In this she is making the case that when we examine something we need to see beyond the thing or the happening and really find ways to stay attuned to the movements of said things or transformations occurring around said happenings. The qualities that form atmospheres. She asks how we may come at a sharpening of attention to the expressivity of something coming into existence. And to answer this question she suggests 'that we rethink what our analytic objects might be to include the openings, saggings, and trajectories of things that are both compositional and lived.' (2010)

The Atmosphere of Gaps
Andreas Philippopoulos-Mihalopoulos warns us about the atmospheric, reminding us about 'the kind of air inhaled without critical reflection, atmospherically offered as the only alternative.' (2016) He argues that 'this air, polluted and gassed, or rationed and reserved for specific bodies, or indeed readily perfumed and seductive, is increasingly becoming our political, legal, architectural, cultural atmosphere.' (2016) In his problematisation of the atmospheric he stresses the political aspect of an atmosphere and the danger of uncritically accepting a certain atmosphere. He writes: 'In its enclosure, an atmosphere directs bodies and their airborne affects in politically specific ways and for politically specific purposes. […] However comfortable, an atmosphere is politically and legally suspicious because it numbs a body (via the body’s own desire) into an affective embrace of stability and permanence.' (2016)

I have been thinking a lot about this notion of an atmosphere that numbs the into the illusion of stability or recognition. Returning to how I have related the atmospheres emerging in my artistic practice to the seductive and recognisable qualities of the cinematic, perhaps this numbing could potentially be evoked by the atmospheres that my work create. The viewer experiencing a video installation that has a certain cinematic quality to it may experience a certain belonging. An atmosphere offered as a place of belonging. To break with such numbing atmospheric places of belonging one must create deliberate withdrawals from such atmospheres instead of the type of withdrawal that the cocooning in an atmosphere 'regularly exploited by atmospheric engineering in the form of illusions of belonging" (Philippopoulos-Mihalopoulos, 2016) produce. 'To know when to withdraw from one’s desire, however, is the real moment of withdrawal' (2016), Philippopoulos-Mihalopoulos writes. A political strategic gesture towards the escaping of an atmosphere and the atmospherics of desire.

I would propose that this conscious withdrawal from the atmospherically numbing can be encouraged by the way a work makes known the strategies involved in the shaping of the atmosphere it produces.

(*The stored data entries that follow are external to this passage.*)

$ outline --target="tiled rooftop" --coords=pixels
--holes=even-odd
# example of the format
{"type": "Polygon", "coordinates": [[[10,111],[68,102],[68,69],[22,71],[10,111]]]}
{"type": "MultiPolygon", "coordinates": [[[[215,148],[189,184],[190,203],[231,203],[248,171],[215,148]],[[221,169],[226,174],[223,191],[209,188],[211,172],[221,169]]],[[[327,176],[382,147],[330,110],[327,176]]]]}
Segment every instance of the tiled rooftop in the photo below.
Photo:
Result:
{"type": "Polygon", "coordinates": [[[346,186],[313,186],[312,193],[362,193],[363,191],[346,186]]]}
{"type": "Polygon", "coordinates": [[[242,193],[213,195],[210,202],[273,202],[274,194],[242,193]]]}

The revealing of an apparatus, designed to produce a certain (cinematic) atmosphere can perhaps break the numbing spell of the illusion. Instead of seducing the viewer to enter the atmosphere an invitation is forwarded: an invitation to partake in a collective atmospheric attunement. Furthermore the video installation has the potential to offer gaps in the atmosphere. Uncontrolled, and thus arguably autonomous, zones in-between the perfumed and seductive atmospheres. A change from on atmosphere to another can easily arise as another visitor enters the installation space or as one moves from one position to another, changing the angle of arrival; or the dark spaces that might actually give pause to wedge a speculative curiosity into the experience of an atmosphere. In the gaps, new atmospheres arise. Atmospheres perhaps less intended or engineered; atmospheres perhaps offered as real alternatives.